A trial on the assassination of Burkina Faso’s former president, Thomas Sankara, begins Monday, more than three decades after he and 13 others were killed in a 1987 coup.
Former President Blaise Compaore, the main defendant in the trial, who lives in exile in Ivory Coast, will not be present at the military court in Ouagadougou.
Sankara is still considered a national hero in Burkina Faso.
Alouna Traore is the lone survivor of an attack that killed former Sankara and 12 others in October 1987. Traore, Sankara’s legal adviser, remembers the day of the assassination.
He says the president got up, adjusted the tracksuit he was wearing and told the other meeting attendees that he was the one the attackers were looking for.

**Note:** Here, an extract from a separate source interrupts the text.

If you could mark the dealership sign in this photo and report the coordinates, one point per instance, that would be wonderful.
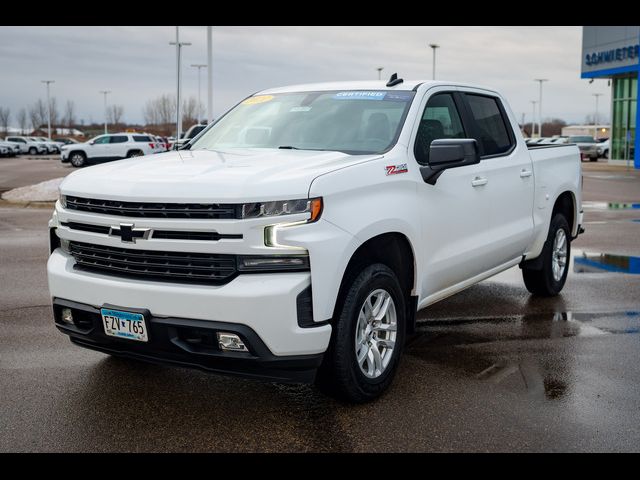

He went out the same door he came in. He walked out of the room with his hands up and headed outside, carrying no weapon.

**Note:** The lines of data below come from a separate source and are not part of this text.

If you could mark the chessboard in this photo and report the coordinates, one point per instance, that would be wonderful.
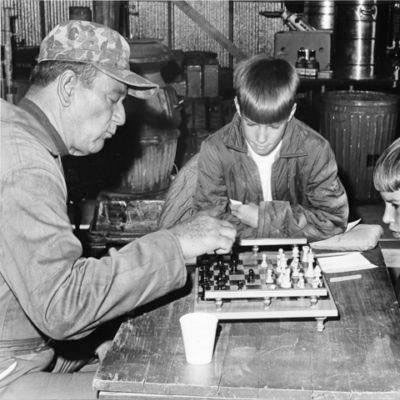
(260, 283)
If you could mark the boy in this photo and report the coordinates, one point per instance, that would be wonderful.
(387, 182)
(282, 174)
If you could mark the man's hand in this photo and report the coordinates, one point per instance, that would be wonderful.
(247, 213)
(204, 234)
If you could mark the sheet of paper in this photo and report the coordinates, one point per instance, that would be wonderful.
(235, 202)
(348, 262)
(351, 225)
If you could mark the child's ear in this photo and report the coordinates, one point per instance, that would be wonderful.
(293, 111)
(237, 105)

Sankara was a popular figure whose influence was felt across West Africa and beyond.
“He came to be known by some people as the Che Guevara of West Africa… with a big focus on grassroots issues, so really focusing on the well-being of ordinary people,” saidPaul Melly,an analyst at Chatham House, a U.K. policy institute.
Fourteen defendants stand accused of carrying out the assassination or conspiring to, including former top-ranking military officials and former politicians.
Compaore was ousted in a coup in 2014 after 27 years of rule and has been in exile in Ivory Coast ever since. His lawyers denounced the trial as “political” last week.
A previous trial for the Sankara assassination was held under Compaore’s rule, but that judgment was dismissed as politicized and invalid by the transitional government after Compaore was ousted.
Prosper Farama is one of the lawyers for the Sankara family. He expects the trial to last four months and says the Sankara family lawyers have amassed irrefutable evidence implicating the defendants.
He says there are many witnesses who will be heard from the military, civilians, politicians of the time. … For example, the driver who drove the commandos to the execution, is alive and able to give clear testimony, according to Farama.
Maitre Mathieu Some is representing one of the defendants, Gilbert Diendere.
He thinks the trial is being held in a context that makes the work of judges difficult, a context in which there are prejudices. He says people have already made up their minds about who carried out the assassination, which jeopardizes the presumption of innocence — the main principle of a fair trial, as far as he is concerned.
Nonetheless, the trial has gripped the country. Traore as well as the families of those killed hope to receive justice 34 years later.